We built a small "office" back in 2006. It is about 140 square feet with a vaulted ceiling (8' to 12' high). Total air volume is about 1,400 Cubic Feet. BTW, you can subtract a little for cabinets & contents. We do not have a odor migration problem because the office is separated from the house by a breezeway. The A/C unit is a "Mini-Split" heat-pump (heat & cooling). For exhaust, we installed an 8" in-line duct booster fan rated at 500 CFM . Bought at Home Depot for about $40.00. Model # DB208. It's quiet, but you can still hear it a little. Flex duct is connected to a standard A/C box in the highest part of the ceiling with a simple cover grill. From the ceiling box, a flex duct runs about 2 feet to the fan. I added a 8" to 6" reducer after the fan and another 3 feet of (6" round) tin duct to the T-top on the roof. Then Keep in mind; whatever the CFM rating is, you will loose SOME air flow based on the exhaust duct size, bends and run length. The fan switch is an Intermatic 1-hour timer. It runs while smoking and I always set it for another hour when I'm done. My room smells like cigars. Not bad, but you can still smell it the next day. If we wanted to remove the 'smell' . . . there are lots of small, affordable systems (like O-zone).

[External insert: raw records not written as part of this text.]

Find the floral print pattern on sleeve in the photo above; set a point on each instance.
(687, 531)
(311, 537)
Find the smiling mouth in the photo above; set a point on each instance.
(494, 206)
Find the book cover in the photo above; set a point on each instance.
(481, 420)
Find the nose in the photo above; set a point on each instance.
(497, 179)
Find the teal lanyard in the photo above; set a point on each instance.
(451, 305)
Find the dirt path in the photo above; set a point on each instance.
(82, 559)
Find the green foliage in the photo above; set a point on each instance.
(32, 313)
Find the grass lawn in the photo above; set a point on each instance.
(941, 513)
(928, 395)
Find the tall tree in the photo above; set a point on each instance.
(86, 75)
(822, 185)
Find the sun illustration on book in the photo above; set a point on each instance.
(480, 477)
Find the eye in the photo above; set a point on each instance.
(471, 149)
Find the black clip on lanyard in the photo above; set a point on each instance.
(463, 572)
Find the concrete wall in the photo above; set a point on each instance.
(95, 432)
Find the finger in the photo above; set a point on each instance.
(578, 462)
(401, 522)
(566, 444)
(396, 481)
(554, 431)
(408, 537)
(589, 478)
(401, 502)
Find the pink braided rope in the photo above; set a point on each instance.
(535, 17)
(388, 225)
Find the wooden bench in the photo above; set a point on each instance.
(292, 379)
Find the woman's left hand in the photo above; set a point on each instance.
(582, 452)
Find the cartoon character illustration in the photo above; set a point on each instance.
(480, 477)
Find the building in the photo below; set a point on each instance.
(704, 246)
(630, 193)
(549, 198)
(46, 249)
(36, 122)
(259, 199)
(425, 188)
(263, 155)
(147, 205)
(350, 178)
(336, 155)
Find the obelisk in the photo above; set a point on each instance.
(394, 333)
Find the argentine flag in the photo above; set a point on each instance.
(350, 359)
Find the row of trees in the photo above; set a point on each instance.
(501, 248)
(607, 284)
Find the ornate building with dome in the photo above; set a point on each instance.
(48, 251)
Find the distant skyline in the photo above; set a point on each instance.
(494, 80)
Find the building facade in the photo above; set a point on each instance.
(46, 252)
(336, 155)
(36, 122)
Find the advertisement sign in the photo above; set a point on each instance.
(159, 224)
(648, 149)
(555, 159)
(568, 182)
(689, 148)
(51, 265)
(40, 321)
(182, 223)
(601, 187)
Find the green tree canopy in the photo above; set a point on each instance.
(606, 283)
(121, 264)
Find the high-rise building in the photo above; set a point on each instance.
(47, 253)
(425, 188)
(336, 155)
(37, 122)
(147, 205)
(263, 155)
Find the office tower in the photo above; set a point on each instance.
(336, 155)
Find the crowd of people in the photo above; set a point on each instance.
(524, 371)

It works fine. It gets the smoke out.


----------



## harned (Jun 11, 2013)

I used a 220 cfm exhaust fan in a 6x10 smoking room (or closet lol) I built and it def clears the air out. In fact I can feel it sucking air under the door. The prob is in the winter it sucks the heat out too. The room still has a lingering cigar smell tho. Oh, watch the sohn rating. I think mine was a 1.5 and is quiet, but the cheaper fans can be around 6 sohns and sound like a jet taking off.


----------



## mcrow55 (Oct 5, 2012)

Thanks for the replies everyone! I will keep you updated when work begins. It may be a while though. Waiting for the mother in law to move out.

Mike


----------



## mcrow55 (Oct 5, 2012)

I was thinking of buying a Vortex S Series 347 CFM in-line fan.
347 CFM that I would mount in my laundry room that is right next to the "Lounge" room and ducting it from there. I'm just a little worried about noise. 
Or I could maybe get one of the Panasonic Whisperline fans. Supposed to be very quiet.
Any thoughts?


----------



## mcrow55 (Oct 5, 2012)

The more I look into this, the more problems I'm running into. Running duct work into the laundry room and out the basement window won't work. There's a beam in the way that I can't go through or around. I was thinking of drilling a hole and running the duct work next to the chimney in the garage. That won't work because I'd have to have the lounge exhaust duct at one end of the room because of the direction of the floor joist's. THEN, I was thinking of running the duct work in the opposite direction than I originally wanted, BUT, the duct would exit the front of the house through the brick façade. THAT won't work. I'm thinking my dream of a cigar lounge may be just that. A dream. Shit.


----------



## brimy623 (May 25, 2013)

Where there's a will there's a way!
There has to be a way around it. Take a step back and look at it.
You'll figure it out.


----------



## mcrow55 (Oct 5, 2012)

Thanks for the pep talk! As a matter of fact, I was going crazy trying to figure it out. The only thing I can think of is, if I do drill a hole next to the chimney in the garage, from the basement lounge room, the exhaust vent WILL be at one end of the 12x12 room. BUT, I think if I mount a small circulating fan to the wall at the opposite end to blow smoke at the vent, I THINK that will work fine. Also, that will keep me from having to rip out the entire ceiling like I was planning.


----------